Using this guide, http://blog.jocha.se/tech/ad-user-pictures-in-windows-10, permissions can be set for the needed registry key and sub keys. In the same GPO, add the registry key by going to Computer Configuration -> Policies -> Windows Settings -> Security Settings -> Registry and clicking “Add Key…”.

Copy and paste “MACHINE\SOFTWARE\Microsoft\Windows\CurrentVersion\AccountPicture\Users” under “Selected Key” or browse to it manually and press OK.

Go to “Users” and select “Allow” for “Full Control” and click “OK”.

Select “Replace existing permissions on all subkeys with inheritable permissions” and click Ok.

You will then see the registry key under “Registry” in the Group Policy object.

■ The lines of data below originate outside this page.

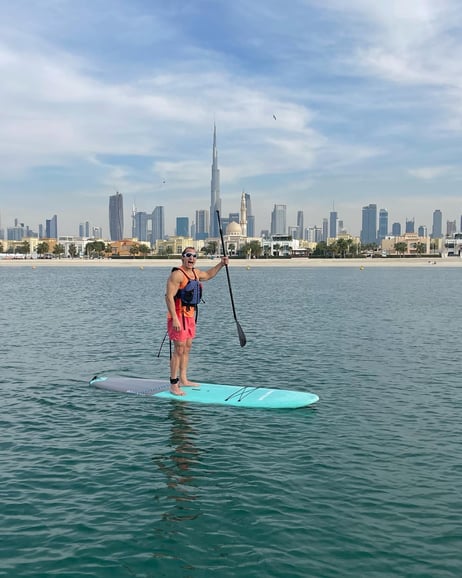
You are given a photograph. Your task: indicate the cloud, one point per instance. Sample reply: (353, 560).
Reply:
(429, 173)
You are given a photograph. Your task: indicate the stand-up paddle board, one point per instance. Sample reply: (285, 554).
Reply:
(212, 393)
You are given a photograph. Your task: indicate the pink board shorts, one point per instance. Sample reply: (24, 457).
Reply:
(187, 330)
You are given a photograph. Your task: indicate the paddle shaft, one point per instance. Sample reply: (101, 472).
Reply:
(242, 337)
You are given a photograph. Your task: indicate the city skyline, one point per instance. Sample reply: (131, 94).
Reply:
(316, 104)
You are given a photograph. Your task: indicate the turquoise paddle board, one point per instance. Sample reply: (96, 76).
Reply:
(212, 393)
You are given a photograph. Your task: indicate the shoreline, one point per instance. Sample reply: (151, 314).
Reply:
(246, 263)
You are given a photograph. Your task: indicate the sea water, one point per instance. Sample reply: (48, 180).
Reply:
(98, 484)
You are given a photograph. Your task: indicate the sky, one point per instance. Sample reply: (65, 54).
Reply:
(320, 105)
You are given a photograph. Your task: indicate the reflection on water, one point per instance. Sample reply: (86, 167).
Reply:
(178, 467)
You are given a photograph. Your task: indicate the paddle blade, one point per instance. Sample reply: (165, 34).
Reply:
(240, 332)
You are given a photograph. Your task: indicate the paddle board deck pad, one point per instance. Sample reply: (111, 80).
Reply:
(212, 393)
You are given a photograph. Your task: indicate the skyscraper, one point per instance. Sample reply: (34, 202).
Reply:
(51, 228)
(116, 217)
(383, 224)
(368, 234)
(202, 224)
(300, 225)
(325, 230)
(410, 226)
(250, 216)
(215, 200)
(278, 220)
(182, 226)
(437, 228)
(140, 226)
(158, 225)
(333, 224)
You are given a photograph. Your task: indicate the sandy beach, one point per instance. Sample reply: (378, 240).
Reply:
(253, 263)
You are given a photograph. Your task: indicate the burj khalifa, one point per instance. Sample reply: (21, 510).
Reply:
(215, 200)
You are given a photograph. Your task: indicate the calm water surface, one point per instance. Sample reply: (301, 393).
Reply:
(102, 484)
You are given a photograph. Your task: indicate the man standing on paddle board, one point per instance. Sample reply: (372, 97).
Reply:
(182, 296)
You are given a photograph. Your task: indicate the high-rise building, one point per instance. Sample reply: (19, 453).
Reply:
(279, 220)
(368, 234)
(300, 225)
(202, 225)
(250, 216)
(325, 230)
(215, 200)
(451, 228)
(383, 225)
(85, 229)
(158, 225)
(182, 226)
(333, 224)
(116, 217)
(140, 225)
(437, 228)
(243, 215)
(410, 226)
(51, 228)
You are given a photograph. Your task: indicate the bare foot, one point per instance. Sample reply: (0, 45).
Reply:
(188, 383)
(176, 390)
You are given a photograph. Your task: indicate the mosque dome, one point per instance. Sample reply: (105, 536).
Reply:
(233, 228)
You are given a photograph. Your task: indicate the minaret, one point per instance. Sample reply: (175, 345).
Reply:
(243, 221)
(215, 200)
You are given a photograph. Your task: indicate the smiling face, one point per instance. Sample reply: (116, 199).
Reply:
(189, 257)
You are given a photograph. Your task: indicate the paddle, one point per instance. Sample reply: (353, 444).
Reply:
(240, 332)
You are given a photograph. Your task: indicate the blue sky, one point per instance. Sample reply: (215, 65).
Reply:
(121, 95)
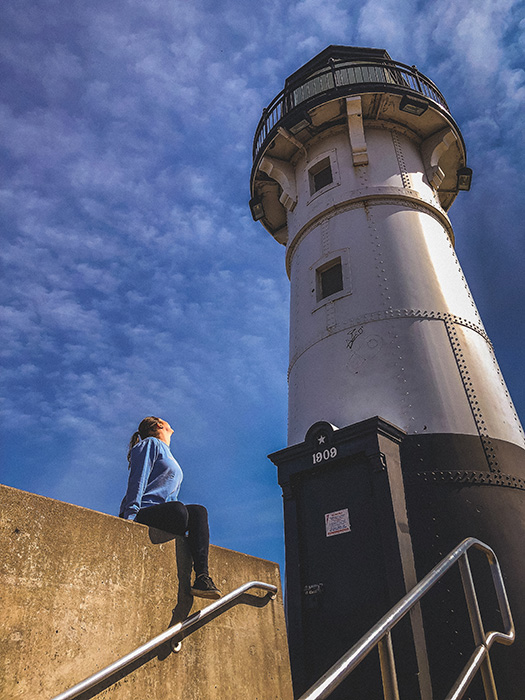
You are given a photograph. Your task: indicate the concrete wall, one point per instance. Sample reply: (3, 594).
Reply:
(79, 589)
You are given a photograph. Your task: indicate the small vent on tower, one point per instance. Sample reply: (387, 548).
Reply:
(320, 175)
(329, 279)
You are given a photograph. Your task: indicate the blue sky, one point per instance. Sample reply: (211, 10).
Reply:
(134, 281)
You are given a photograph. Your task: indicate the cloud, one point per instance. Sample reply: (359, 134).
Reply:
(134, 280)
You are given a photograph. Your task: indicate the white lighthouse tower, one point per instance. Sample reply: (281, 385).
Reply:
(356, 163)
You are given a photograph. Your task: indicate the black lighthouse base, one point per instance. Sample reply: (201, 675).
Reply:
(369, 511)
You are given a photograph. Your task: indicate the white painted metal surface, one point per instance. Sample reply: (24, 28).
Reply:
(403, 338)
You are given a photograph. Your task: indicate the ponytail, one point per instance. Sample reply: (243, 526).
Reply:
(149, 427)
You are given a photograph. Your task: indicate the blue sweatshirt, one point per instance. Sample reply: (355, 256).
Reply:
(155, 477)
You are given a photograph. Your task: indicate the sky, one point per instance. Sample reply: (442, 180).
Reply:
(134, 281)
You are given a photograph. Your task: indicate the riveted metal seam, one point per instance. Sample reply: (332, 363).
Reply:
(390, 314)
(473, 477)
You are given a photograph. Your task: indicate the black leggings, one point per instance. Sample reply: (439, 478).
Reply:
(177, 518)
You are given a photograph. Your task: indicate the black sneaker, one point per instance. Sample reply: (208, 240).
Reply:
(205, 588)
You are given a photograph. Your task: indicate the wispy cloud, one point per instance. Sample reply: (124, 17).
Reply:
(134, 280)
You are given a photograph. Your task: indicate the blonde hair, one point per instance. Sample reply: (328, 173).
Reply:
(148, 427)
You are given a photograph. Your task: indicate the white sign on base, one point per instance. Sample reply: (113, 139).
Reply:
(337, 522)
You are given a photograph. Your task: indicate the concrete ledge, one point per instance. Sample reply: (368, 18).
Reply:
(79, 589)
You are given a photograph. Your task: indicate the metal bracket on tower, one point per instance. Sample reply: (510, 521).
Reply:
(356, 131)
(291, 138)
(284, 174)
(432, 149)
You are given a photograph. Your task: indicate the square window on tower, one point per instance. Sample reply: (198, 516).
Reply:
(320, 175)
(329, 279)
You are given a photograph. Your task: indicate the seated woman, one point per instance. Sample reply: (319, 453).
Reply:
(151, 499)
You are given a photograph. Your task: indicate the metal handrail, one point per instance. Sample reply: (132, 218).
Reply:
(380, 634)
(344, 77)
(180, 628)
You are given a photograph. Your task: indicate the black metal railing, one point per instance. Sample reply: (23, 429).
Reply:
(344, 78)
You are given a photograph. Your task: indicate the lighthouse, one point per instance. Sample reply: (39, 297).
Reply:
(402, 436)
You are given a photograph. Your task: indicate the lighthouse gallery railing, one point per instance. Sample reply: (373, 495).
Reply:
(344, 78)
(380, 635)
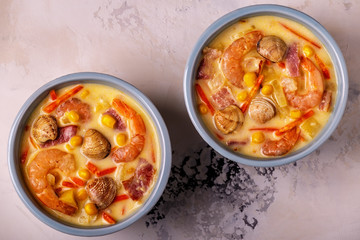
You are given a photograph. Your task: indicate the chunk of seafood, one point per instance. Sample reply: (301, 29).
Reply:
(65, 133)
(138, 184)
(45, 128)
(223, 98)
(283, 145)
(314, 87)
(293, 61)
(101, 191)
(272, 48)
(207, 66)
(232, 57)
(119, 125)
(261, 110)
(228, 119)
(137, 128)
(95, 145)
(38, 169)
(75, 104)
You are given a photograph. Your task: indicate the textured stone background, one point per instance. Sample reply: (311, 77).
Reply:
(147, 43)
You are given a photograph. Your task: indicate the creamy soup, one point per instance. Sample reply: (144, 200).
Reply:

Then under the same GPO, go into Computer Configuration -> Policies -> Administrative Templates -> System -> Group Policy and enable the “Configure user Group Policy loopback processing mode” for Merge mode. This will essentially allow the PowerShell logoff script to still run for users even if the GPO is linked to an OU that contains workstations only. Merge mode will still allow the user’s regular user based GPOs to still apply. For a good explanation on Group Policy loopback processing, check out this link: https://social.technet.microsoft.com/wiki/contents/articles/2548.windows-server-understand-user-group-policy-loopback-processing-mode.aspx.

The group policy object “Settings” tab should look like the one below once: the Registry key has been added with the appropriate permissions, loopback processing has been enabled, and the logoff script has been added. Again, ensure that this group policy object is linked to an OU with workstations rather than an OU with users.

If you take a look at the registry key, MACHINE\SOFTWARE\Microsoft\Windows\CurrentVersion\AccountPicture\Users, for a workstation that doesn’t have the above GPO applied, “Users” won’t have Full Control of the Key and sub keys.

Once the GPO is applied, “Full Control” will be given to the “Users” group for each workstation that the GPO applies to.

The “Users” key and the sub keys below are what is given permission for each non local admin user in order to run the PowerShell logoff script successfully under the user’s permissions.